A driverless car's view of the road. Photo: David McNew/Getty
Once crowdsourced for pennies on platforms like Amazon Mechanical Turk, labeling data for AI is swiftly becoming a hugely lucrative market — with much of the work done in places with cheap labor like China, India and Malaysia.
Why it matters: It's a necessary step for algorithms that learn from enormous troves of examples.
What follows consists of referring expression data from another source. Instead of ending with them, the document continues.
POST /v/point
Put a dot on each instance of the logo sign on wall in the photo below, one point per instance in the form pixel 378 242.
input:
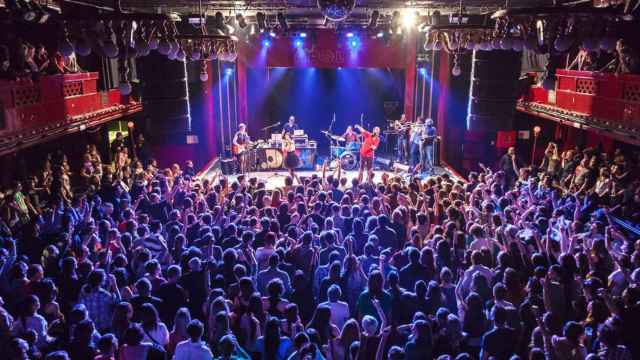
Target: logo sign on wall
pixel 390 107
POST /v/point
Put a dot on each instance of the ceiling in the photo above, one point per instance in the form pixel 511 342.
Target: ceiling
pixel 302 6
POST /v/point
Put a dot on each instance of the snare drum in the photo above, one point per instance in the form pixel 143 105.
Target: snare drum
pixel 348 160
pixel 337 151
pixel 354 147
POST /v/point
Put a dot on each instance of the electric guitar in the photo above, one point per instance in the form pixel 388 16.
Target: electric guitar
pixel 237 149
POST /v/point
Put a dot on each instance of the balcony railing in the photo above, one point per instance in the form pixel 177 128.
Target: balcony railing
pixel 600 100
pixel 32 112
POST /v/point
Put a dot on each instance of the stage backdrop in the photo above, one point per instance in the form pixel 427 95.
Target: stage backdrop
pixel 315 96
pixel 324 76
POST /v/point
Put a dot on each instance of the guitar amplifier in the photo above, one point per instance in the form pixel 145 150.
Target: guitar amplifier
pixel 268 159
pixel 229 166
pixel 307 158
pixel 301 141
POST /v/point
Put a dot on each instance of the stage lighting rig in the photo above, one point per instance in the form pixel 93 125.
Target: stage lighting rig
pixel 242 22
pixel 282 22
pixel 261 20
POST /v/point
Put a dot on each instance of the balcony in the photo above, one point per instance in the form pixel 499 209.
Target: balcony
pixel 603 102
pixel 34 112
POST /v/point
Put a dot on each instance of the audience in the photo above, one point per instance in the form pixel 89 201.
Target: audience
pixel 125 260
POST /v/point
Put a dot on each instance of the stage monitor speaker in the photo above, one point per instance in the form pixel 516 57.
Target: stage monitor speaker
pixel 307 158
pixel 229 166
pixel 383 163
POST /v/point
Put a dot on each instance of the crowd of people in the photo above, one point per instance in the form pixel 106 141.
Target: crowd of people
pixel 124 260
pixel 22 60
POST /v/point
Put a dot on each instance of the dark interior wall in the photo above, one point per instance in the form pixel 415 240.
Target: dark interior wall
pixel 454 99
pixel 29 161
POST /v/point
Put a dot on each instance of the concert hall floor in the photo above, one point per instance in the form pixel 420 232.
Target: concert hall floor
pixel 275 179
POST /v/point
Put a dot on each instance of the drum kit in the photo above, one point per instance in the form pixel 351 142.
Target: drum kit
pixel 345 154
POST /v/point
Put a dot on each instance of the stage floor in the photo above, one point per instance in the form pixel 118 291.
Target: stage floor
pixel 275 178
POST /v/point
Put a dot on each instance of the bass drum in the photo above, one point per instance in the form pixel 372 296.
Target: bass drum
pixel 348 161
pixel 267 159
pixel 274 159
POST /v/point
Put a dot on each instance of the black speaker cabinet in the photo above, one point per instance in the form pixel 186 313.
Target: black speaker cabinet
pixel 229 166
pixel 307 158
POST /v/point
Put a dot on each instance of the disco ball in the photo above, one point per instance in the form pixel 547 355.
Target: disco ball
pixel 336 10
pixel 125 88
pixel 65 47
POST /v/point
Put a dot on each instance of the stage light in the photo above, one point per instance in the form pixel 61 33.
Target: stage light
pixel 354 43
pixel 373 23
pixel 395 19
pixel 242 22
pixel 409 18
pixel 261 20
pixel 282 20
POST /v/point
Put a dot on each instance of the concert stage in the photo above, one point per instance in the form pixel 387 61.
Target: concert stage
pixel 275 179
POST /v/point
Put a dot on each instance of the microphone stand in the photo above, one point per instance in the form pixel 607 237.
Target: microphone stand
pixel 266 128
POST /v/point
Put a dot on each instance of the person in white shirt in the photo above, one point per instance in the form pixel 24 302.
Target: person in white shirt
pixel 194 348
pixel 339 309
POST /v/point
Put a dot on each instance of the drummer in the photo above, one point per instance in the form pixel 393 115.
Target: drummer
pixel 351 139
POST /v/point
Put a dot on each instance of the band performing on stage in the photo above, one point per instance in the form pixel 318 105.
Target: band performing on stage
pixel 409 143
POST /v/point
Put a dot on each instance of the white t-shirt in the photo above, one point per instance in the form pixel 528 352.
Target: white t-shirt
pixel 158 336
pixel 339 312
pixel 187 350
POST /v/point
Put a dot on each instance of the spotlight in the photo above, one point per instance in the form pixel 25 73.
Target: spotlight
pixel 456 71
pixel 242 22
pixel 354 43
pixel 261 20
pixel 395 19
pixel 204 76
pixel 375 16
pixel 409 18
pixel 220 28
pixel 282 20
pixel 28 12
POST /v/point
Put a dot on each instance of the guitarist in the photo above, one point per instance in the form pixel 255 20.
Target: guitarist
pixel 240 146
pixel 426 147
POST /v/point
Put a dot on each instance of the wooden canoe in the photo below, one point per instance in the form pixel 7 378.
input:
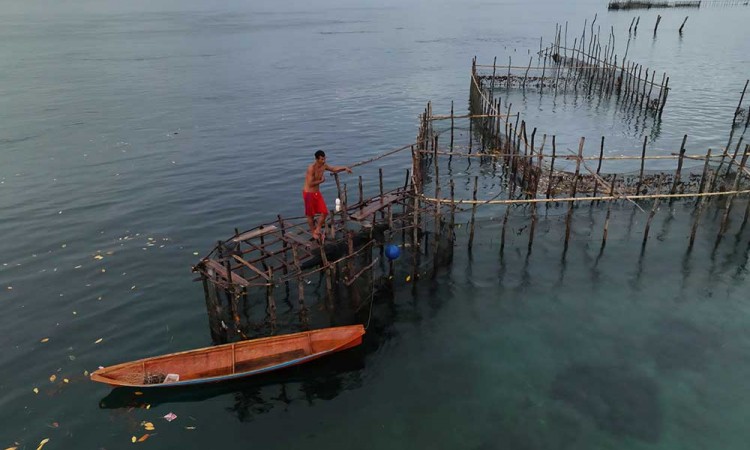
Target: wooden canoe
pixel 230 361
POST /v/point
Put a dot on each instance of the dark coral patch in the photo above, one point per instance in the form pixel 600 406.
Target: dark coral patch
pixel 619 400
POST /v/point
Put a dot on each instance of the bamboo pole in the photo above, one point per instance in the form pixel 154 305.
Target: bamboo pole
pixel 730 199
pixel 683 24
pixel 270 300
pixel 609 212
pixel 698 212
pixel 574 189
pixel 598 169
pixel 473 213
pixel 679 167
pixel 651 214
pixel 658 19
pixel 552 168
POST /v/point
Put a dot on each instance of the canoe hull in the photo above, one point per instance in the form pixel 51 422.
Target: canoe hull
pixel 231 361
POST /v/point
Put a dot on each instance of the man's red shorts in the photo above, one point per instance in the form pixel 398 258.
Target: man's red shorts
pixel 314 203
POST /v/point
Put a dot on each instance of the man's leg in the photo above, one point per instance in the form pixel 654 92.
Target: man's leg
pixel 321 221
pixel 311 224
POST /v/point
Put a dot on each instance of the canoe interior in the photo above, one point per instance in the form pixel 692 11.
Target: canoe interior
pixel 230 359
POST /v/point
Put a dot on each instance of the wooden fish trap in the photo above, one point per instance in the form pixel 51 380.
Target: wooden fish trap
pixel 246 275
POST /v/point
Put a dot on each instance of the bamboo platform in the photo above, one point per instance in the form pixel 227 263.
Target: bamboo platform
pixel 284 250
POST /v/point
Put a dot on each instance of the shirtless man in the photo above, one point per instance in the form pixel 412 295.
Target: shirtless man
pixel 314 203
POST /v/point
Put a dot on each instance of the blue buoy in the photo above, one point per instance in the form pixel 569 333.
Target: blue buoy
pixel 392 251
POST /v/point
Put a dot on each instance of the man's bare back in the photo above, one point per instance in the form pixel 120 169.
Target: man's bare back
pixel 314 203
pixel 314 177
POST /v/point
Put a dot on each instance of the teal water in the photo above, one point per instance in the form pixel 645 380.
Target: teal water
pixel 144 132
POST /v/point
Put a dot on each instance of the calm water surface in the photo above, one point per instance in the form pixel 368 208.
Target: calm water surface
pixel 143 132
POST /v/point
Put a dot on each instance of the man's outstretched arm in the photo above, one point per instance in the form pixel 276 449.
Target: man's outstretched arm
pixel 337 169
pixel 310 178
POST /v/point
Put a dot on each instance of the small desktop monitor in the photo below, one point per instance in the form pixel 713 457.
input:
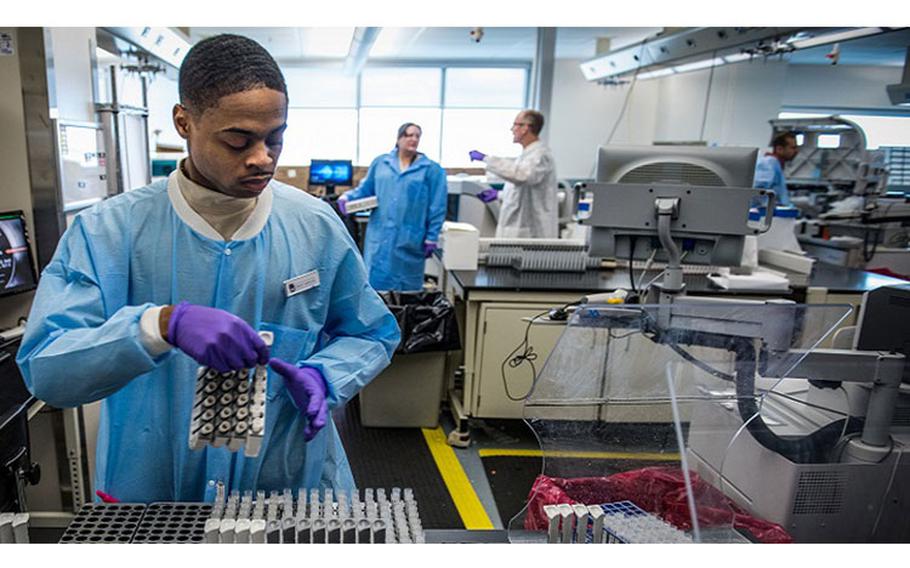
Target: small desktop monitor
pixel 331 173
pixel 17 271
pixel 685 165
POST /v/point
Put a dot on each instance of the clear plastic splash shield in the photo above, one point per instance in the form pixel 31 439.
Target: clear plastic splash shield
pixel 629 389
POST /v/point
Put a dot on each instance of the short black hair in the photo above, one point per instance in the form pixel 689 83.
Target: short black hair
pixel 222 65
pixel 535 120
pixel 780 139
pixel 403 130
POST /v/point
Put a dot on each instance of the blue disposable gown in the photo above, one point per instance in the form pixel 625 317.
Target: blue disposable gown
pixel 411 209
pixel 770 175
pixel 132 252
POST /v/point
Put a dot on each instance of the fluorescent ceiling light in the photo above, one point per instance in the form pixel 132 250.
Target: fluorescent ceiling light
pixel 164 43
pixel 698 65
pixel 737 57
pixel 834 37
pixel 325 42
pixel 655 74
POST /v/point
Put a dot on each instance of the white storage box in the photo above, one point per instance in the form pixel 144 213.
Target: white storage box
pixel 460 244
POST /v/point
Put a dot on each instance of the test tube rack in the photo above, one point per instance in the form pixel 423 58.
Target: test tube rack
pixel 124 523
pixel 229 408
pixel 316 517
pixel 365 204
pixel 622 522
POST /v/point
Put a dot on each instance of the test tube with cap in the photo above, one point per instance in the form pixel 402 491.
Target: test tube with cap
pixel 333 531
pixel 581 522
pixel 288 530
pixel 212 530
pixel 348 531
pixel 242 531
pixel 226 532
pixel 304 527
pixel 567 514
pixel 318 532
pixel 597 526
pixel 553 518
pixel 379 531
pixel 257 531
pixel 273 531
pixel 364 531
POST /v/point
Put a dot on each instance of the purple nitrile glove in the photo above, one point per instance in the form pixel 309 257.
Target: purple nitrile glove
pixel 308 389
pixel 488 195
pixel 215 338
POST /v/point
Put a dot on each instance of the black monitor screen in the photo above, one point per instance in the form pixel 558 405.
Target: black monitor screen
pixel 17 273
pixel 331 172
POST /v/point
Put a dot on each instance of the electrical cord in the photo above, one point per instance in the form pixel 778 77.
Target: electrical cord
pixel 526 355
pixel 704 118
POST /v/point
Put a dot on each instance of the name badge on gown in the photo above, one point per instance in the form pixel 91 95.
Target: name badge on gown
pixel 302 283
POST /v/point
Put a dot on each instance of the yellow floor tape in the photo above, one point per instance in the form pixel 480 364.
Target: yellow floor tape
pixel 472 513
pixel 651 456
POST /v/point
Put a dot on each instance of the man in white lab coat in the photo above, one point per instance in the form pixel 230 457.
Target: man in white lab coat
pixel 529 199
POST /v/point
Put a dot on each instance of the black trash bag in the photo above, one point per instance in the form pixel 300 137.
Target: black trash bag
pixel 427 321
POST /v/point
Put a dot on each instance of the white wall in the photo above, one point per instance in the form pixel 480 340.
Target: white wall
pixel 162 95
pixel 73 52
pixel 583 114
pixel 15 188
pixel 744 97
pixel 840 85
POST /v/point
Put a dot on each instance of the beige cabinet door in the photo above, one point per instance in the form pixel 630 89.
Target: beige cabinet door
pixel 502 330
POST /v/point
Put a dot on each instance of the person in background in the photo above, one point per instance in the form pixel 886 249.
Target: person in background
pixel 529 199
pixel 149 285
pixel 769 171
pixel 403 230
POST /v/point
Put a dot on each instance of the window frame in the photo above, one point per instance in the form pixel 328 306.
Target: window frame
pixel 443 66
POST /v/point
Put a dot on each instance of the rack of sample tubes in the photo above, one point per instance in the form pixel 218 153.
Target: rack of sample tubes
pixel 611 523
pixel 365 204
pixel 14 528
pixel 316 517
pixel 229 408
pixel 126 523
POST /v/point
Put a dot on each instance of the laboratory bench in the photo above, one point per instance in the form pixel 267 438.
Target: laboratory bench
pixel 495 305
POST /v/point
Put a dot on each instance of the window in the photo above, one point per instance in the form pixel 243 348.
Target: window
pixel 400 86
pixel 319 133
pixel 487 130
pixel 485 88
pixel 379 127
pixel 333 115
pixel 880 130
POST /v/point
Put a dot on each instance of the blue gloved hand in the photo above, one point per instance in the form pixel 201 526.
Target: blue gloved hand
pixel 308 389
pixel 488 195
pixel 215 338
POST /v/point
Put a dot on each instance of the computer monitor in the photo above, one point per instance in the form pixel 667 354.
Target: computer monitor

A system that's seen a million cat photos, hand labeled as such, will be able to identify the million-and-first.
Details: The global market for AI data labeling is predicted to explode from $150 million in 2018 to more than $1 billion by the end of 2023, according to research company Cognilytica.
- It's tedious work: Imagine spending all day at a screen just highlighting stop signs in images taken by autonomous vehicles.
- Workers abroad who label data for Alegion, a Texas-based crowdsourcing platform, earn between $3 and $6 an hour, Alegion CEO Nathaniel Gates told IEEE Spectrum.
- But it's pitched as an economic boost for rural areas, because the work can employ large numbers of people without much formal education.
- For a driverless car, "one hour of video data can lead up to 800 man-hours of work,” Siddharth Mall, co-founder of data-labeling outfit Playment, told India's Factor Daily.